Ella oró ante la Cruz de Todos los Barcos Hundidos y caminó por la costa del río, entre el agua y la arena para no dejar huella de su canto a la penumbra en vida.

Un pescador la cruzó en su barca hasta la otra orilla y ella pagó su viaje con dos monedas doradas y un collar de flores de ortigas.

Ella se internó en las islas y encontró un riacho que murmuraba palabras de escuerzos, pirañas y aves de rapiña. A lo lejos, vio los ojos de un yacaré y sobre un sauce llorón graznó un cuervo azulado, entonces supo que a ellos dos, se entregaría.

Clausuró sus pestañas, hundió sus pies entre hojas de irupé y caña india y el riacho abrió sus fauces, rugiendo feroz como lo hace la cascada, la tormenta y la nao cuando encalla entre montículos casi sumergidos de árboles huecos y troncos corroídos por el barro del río.

En la ciudad, el cielo se vistió de plata y azufre y el cuervo graznó en las alturas de cada una de las cornisas de los edificios; él escuchó el grito, la palabra que se perdía y vio cómo la luz se apagaba en cada esquina de sus días.

Llegó jadeante a la Cruz de Todos los Barcos Hundidos y oró por ella; suplicó perdón por la infidelidad cometida al Cristo de los Tesoros del Río y un yacaré, de ojos color alga suave y musgo de las piedras que descansan pesadas y cansinas en los remansos y remolinos, abrió su boca, extendió su lengua y le entregó la alianza de oro que él alguna vez con sincero amor engarzó en el grácil dedo anular de ella.

Él se espantó, tomó la pequeña joya y en su mano, el brillo del oro se opacó, se hizo pesado y se convirtió en plomo. 

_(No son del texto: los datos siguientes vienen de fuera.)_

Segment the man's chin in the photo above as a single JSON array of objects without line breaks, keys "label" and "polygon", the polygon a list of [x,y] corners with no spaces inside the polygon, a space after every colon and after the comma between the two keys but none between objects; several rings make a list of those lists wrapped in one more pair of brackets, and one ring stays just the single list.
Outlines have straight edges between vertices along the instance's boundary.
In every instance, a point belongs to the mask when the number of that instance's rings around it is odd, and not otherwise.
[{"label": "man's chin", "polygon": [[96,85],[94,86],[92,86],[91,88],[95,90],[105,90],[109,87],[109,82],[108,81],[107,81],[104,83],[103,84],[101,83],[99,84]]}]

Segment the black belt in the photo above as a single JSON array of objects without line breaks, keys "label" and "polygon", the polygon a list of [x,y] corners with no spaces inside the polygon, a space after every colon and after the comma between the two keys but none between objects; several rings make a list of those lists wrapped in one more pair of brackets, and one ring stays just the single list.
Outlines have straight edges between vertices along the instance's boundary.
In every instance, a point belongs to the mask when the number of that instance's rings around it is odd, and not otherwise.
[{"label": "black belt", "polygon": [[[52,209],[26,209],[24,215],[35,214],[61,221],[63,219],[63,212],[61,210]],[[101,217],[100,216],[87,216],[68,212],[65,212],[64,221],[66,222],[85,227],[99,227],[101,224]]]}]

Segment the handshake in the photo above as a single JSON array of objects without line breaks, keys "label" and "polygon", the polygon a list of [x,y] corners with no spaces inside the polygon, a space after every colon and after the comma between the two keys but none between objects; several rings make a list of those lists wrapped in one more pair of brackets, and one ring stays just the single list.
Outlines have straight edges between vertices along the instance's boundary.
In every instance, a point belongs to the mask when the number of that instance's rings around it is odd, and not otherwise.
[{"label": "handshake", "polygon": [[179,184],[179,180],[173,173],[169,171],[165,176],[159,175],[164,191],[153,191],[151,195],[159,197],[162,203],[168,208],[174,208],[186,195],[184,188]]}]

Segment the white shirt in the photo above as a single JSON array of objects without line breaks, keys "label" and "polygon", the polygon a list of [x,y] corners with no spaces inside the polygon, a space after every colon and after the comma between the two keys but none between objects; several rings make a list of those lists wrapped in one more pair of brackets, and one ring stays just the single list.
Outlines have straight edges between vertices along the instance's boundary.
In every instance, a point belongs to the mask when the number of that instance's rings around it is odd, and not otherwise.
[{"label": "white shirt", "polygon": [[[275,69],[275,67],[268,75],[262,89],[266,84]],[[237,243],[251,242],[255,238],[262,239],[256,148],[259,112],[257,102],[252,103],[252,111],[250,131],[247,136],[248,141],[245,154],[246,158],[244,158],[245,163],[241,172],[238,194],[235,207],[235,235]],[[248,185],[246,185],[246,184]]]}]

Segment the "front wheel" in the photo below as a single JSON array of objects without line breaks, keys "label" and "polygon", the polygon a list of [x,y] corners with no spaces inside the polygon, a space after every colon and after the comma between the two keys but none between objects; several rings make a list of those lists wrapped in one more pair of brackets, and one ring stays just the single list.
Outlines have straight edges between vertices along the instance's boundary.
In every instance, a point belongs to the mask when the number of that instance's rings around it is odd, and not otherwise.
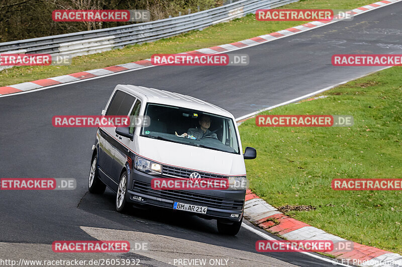
[{"label": "front wheel", "polygon": [[124,212],[127,210],[128,204],[126,201],[126,194],[127,191],[128,180],[127,172],[125,171],[120,176],[120,181],[119,182],[119,188],[116,195],[116,210],[119,212]]},{"label": "front wheel", "polygon": [[217,226],[218,226],[218,231],[222,234],[227,235],[236,235],[240,227],[242,227],[242,222],[243,221],[243,215],[240,221],[236,221],[231,224],[224,223],[219,220],[217,221]]},{"label": "front wheel", "polygon": [[92,159],[91,169],[88,178],[88,190],[93,194],[103,194],[106,185],[97,176],[97,164],[96,155]]}]

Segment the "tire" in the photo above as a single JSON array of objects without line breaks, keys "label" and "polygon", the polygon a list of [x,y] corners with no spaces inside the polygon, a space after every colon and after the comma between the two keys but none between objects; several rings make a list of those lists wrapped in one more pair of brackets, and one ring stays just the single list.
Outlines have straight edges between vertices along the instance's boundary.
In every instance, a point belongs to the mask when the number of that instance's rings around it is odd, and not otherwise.
[{"label": "tire", "polygon": [[103,194],[106,185],[97,176],[97,162],[96,155],[93,156],[91,163],[91,169],[88,177],[88,190],[92,194]]},{"label": "tire", "polygon": [[217,226],[218,226],[218,231],[221,234],[226,234],[227,235],[236,235],[239,231],[240,230],[240,228],[242,227],[242,222],[243,221],[243,215],[242,218],[240,219],[240,221],[236,221],[231,224],[228,224],[217,221]]},{"label": "tire", "polygon": [[119,212],[123,213],[127,211],[128,206],[129,205],[127,201],[126,201],[128,181],[127,172],[125,171],[120,176],[119,187],[117,188],[117,194],[116,194],[116,200],[115,201],[116,210]]}]

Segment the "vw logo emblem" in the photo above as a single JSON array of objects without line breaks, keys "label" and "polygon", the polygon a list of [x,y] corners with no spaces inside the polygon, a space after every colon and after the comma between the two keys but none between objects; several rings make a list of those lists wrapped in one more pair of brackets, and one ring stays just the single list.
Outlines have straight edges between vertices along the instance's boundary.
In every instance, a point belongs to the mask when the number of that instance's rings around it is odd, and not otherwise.
[{"label": "vw logo emblem", "polygon": [[198,183],[201,180],[201,175],[198,172],[193,172],[190,174],[190,180],[192,183]]}]

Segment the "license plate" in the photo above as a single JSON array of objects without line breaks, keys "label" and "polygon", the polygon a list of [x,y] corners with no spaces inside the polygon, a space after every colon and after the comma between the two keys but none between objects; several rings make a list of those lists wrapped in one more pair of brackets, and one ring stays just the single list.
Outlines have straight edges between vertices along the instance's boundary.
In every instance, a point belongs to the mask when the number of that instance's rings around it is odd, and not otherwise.
[{"label": "license plate", "polygon": [[178,202],[175,202],[173,204],[173,209],[191,211],[191,212],[196,212],[197,213],[206,214],[207,209],[208,209],[208,207],[196,206],[195,205],[191,205],[191,204],[184,204],[184,203],[179,203]]}]

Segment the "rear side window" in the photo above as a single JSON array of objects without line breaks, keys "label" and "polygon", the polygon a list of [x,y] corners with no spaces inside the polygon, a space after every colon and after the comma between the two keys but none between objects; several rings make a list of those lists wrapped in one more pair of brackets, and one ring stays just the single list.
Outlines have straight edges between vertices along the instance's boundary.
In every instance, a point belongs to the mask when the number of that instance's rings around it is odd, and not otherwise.
[{"label": "rear side window", "polygon": [[121,91],[117,91],[111,102],[107,116],[126,116],[134,103],[135,98]]},{"label": "rear side window", "polygon": [[[140,109],[141,108],[141,102],[140,100],[137,100],[137,102],[135,102],[135,105],[134,105],[134,107],[133,108],[133,111],[131,112],[131,114],[130,114],[131,116],[137,116],[140,114]],[[130,127],[130,133],[133,133],[134,132],[134,130],[135,130],[135,124],[133,124],[132,122],[132,125]]]}]

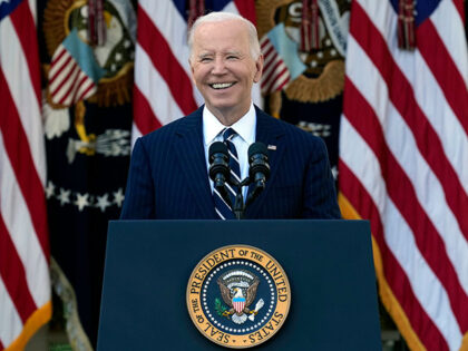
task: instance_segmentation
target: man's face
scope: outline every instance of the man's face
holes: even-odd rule
[[[252,85],[260,80],[262,67],[263,58],[255,61],[250,53],[245,23],[230,20],[196,29],[192,78],[215,116],[235,123],[247,113]]]

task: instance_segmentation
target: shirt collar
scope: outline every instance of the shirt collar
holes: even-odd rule
[[[248,111],[231,126],[242,139],[251,145],[255,142],[256,114],[253,103]],[[203,137],[205,146],[211,145],[218,134],[226,128],[212,111],[206,107],[203,108]]]

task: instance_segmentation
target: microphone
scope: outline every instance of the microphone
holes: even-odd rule
[[[228,204],[231,204],[231,198],[225,187],[226,179],[228,179],[231,174],[228,164],[230,154],[227,152],[227,146],[222,142],[213,143],[208,149],[208,159],[209,178],[214,183],[214,188]]]
[[[247,202],[251,203],[265,188],[270,178],[269,152],[265,144],[254,143],[248,147],[248,178],[254,184]]]

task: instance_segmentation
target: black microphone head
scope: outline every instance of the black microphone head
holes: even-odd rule
[[[266,149],[265,144],[261,143],[261,142],[256,142],[254,144],[252,144],[251,146],[248,146],[248,159],[256,154],[262,154],[265,155],[266,157],[269,156],[269,150]]]
[[[269,150],[265,144],[259,142],[248,147],[248,177],[252,181],[259,176],[263,176],[264,181],[270,178]]]
[[[226,144],[222,142],[214,142],[212,145],[209,145],[209,149],[208,149],[209,164],[213,163],[215,154],[223,154],[223,156],[225,155],[226,157],[230,157]]]
[[[215,142],[209,145],[209,178],[215,182],[215,186],[222,186],[230,177],[230,154],[224,143]]]

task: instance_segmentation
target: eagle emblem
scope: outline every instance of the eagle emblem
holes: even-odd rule
[[[250,309],[250,305],[256,298],[256,290],[260,284],[259,277],[246,270],[233,270],[221,275],[217,284],[221,296],[227,305],[227,308],[223,306],[221,301],[216,299],[217,313],[231,318],[236,324],[244,323],[247,320],[247,315],[251,321],[254,321],[255,315],[264,304],[263,299],[260,299],[255,309]]]

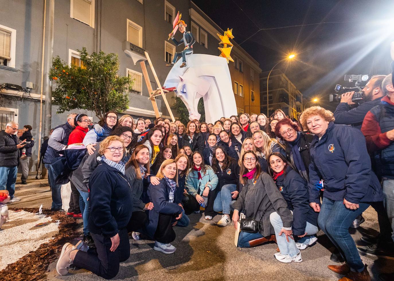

Él se arrodilló y lloró ante la Cruz de Todos los Barcos Hundidos y vio a lo lejos entre las nubes de sus lágrimas ascender desde el bosque de sauces de la isla, la luna teñida de sangre y a Venus que lentamente se extinguía.

Un enjambre de insectos devoró los trigales, los girasoles no elevaron sus rostros y los campos de lino se llenaron de bichos, gusanos y marañas de yuyos que de la nada nacían.

Sonó su celular y él atendió: la hembra en celo, la hija del desierto, la dueña de las cuevas de ácaros y salamandras de ardor y lenguas fuego.

Él lloró y la hembra le dijo que no sea cobarde y endeble, conjurando así su alma a las cadenas del ancla de aquel barco hundido que por las noches se arrastra en el fondo del río intentando subir en vano, pues el peso de todos los anillos de plomo que ruedan y ruedan de proa a popa, sin tintinear, lo desploman al fondo de nuevo, a orillas de las fosas y los abismos y entonces las alianzas en su rodar van repitiendo en lúgubre coro mortecino: “le has sido infiel, ahora eres mío”.